Reaction to the piece was quick and painful across the blogosphere. Twitter big shot Stephen Fry opined, “I gather a repulsive nobody writing in a paper no one of any decency would be seen dead with has written something loathesome and inhumane….” and Brit news parody site satirized Moir’s angle with a similar hateful dismissal of her career:
One Mail reader told us, “All she did was speak the truth about Stephen Gately’s unusual death, because every Daily Mail reader knows that the gays can only die if you drive a wooden stake through their heart.”
“His death is very suspicious, maybe someone should think about interviewing all the immigrants, eh?”
Should you doubt Moir’s homophobia or want to give the woman the benefit of the doubt, pay close attention to this portion. While Moir’s implications are hateful and hurtful, she wraps it all up in a discriminatory bow at the end. Overlooking the much more plentiful instances of straight on straight violence, Moir doesn’t pass up the opportunity to cast aspersions on the many happy gay couples both in the UK and abroad:
Another real sadness about Gately’s death is that it strikes another blow to the happy-ever-after myth of civil partnerships.

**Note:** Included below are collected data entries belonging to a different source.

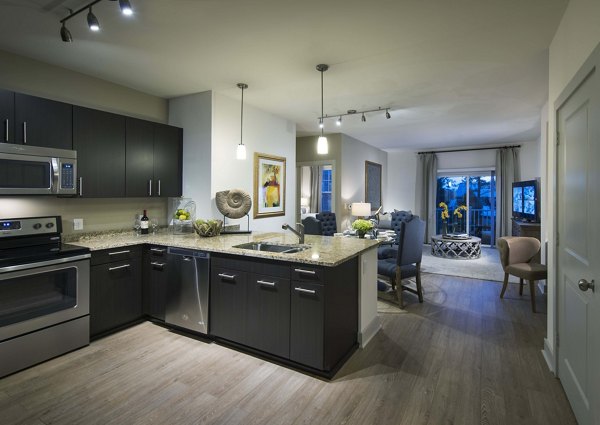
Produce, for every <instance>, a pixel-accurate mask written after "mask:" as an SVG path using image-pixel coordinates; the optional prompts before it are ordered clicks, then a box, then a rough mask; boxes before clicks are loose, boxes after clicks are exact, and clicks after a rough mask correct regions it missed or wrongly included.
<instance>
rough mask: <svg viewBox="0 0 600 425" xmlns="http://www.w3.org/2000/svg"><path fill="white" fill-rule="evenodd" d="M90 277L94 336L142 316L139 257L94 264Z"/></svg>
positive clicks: (91, 326)
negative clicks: (110, 261) (123, 260)
mask: <svg viewBox="0 0 600 425" xmlns="http://www.w3.org/2000/svg"><path fill="white" fill-rule="evenodd" d="M90 277H91V280H90V335H91V336H95V335H98V334H100V333H103V332H106V331H109V330H111V329H114V328H117V327H119V326H122V325H125V324H127V323H129V322H132V321H134V320H137V319H139V318H140V317H141V316H142V278H141V270H140V260H139V258H133V259H129V260H125V261H118V262H114V263H106V264H101V265H98V266H92V267H91V274H90Z"/></svg>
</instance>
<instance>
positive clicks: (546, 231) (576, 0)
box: [544, 0, 600, 367]
mask: <svg viewBox="0 0 600 425" xmlns="http://www.w3.org/2000/svg"><path fill="white" fill-rule="evenodd" d="M598 16H600V2H599V1H597V0H570V2H569V5H568V6H567V10H566V11H565V14H564V15H563V18H562V20H561V23H560V25H559V27H558V30H557V31H556V34H555V35H554V39H553V40H552V43H551V44H550V72H549V90H548V91H549V97H548V133H549V134H550V135H552V137H551V139H553V138H554V137H553V135H554V134H556V120H555V104H554V102H555V101H556V100H557V98H558V96H559V95H560V93H561V92H562V91H563V90H564V89H565V87H566V86H567V84H568V83H569V81H570V80H571V78H573V76H574V75H575V73H576V72H577V70H578V69H579V68H580V67H581V65H583V63H584V62H585V60H586V59H587V58H588V57H589V55H590V54H591V53H592V51H593V50H594V48H595V47H596V46H597V45H598V43H600V25H598ZM555 164H556V149H555V144H554V143H548V151H547V155H546V165H547V167H548V176H549V177H550V178H551V179H552V181H549V182H548V188H547V194H548V196H547V202H546V203H545V205H546V210H545V217H546V221H545V223H546V225H547V226H546V236H547V239H548V254H547V256H548V263H549V267H548V281H547V282H548V334H547V336H546V341H545V344H544V348H545V355H546V358H547V359H548V361H549V363H550V365H551V367H553V366H554V365H555V362H556V359H555V352H556V350H555V335H556V331H557V329H556V311H555V306H556V289H555V288H556V270H555V268H554V267H555V265H556V250H555V246H554V241H555V231H556V229H555V227H556V226H555V220H556V216H555V209H554V205H555V202H556V197H555V191H556V165H555Z"/></svg>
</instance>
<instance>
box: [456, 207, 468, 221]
mask: <svg viewBox="0 0 600 425" xmlns="http://www.w3.org/2000/svg"><path fill="white" fill-rule="evenodd" d="M468 210H469V207H467V206H466V205H461V206H459V207H456V209H455V210H454V215H455V216H457V217H458V218H462V213H461V211H464V212H467V211H468Z"/></svg>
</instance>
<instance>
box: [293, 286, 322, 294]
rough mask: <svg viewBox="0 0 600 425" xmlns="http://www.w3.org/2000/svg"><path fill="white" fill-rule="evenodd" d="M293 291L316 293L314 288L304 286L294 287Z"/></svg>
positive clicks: (308, 293)
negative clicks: (310, 287)
mask: <svg viewBox="0 0 600 425" xmlns="http://www.w3.org/2000/svg"><path fill="white" fill-rule="evenodd" d="M294 291H296V292H302V293H303V294H311V295H314V294H316V293H317V291H315V290H314V289H304V288H298V287H296V288H294Z"/></svg>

Gay activists are always calling for tolerance and understanding about same-sex relationships, arguing that they are just the same as heterosexual marriages. Not everyone, they say, is like George Michael.
Of course, in many cases this may be true. Yet the recent death of Kevin McGee, the former husband of Little Britain star Matt Lucas, and now the dubious events of Gately’s last night raise troubling questions about what happened.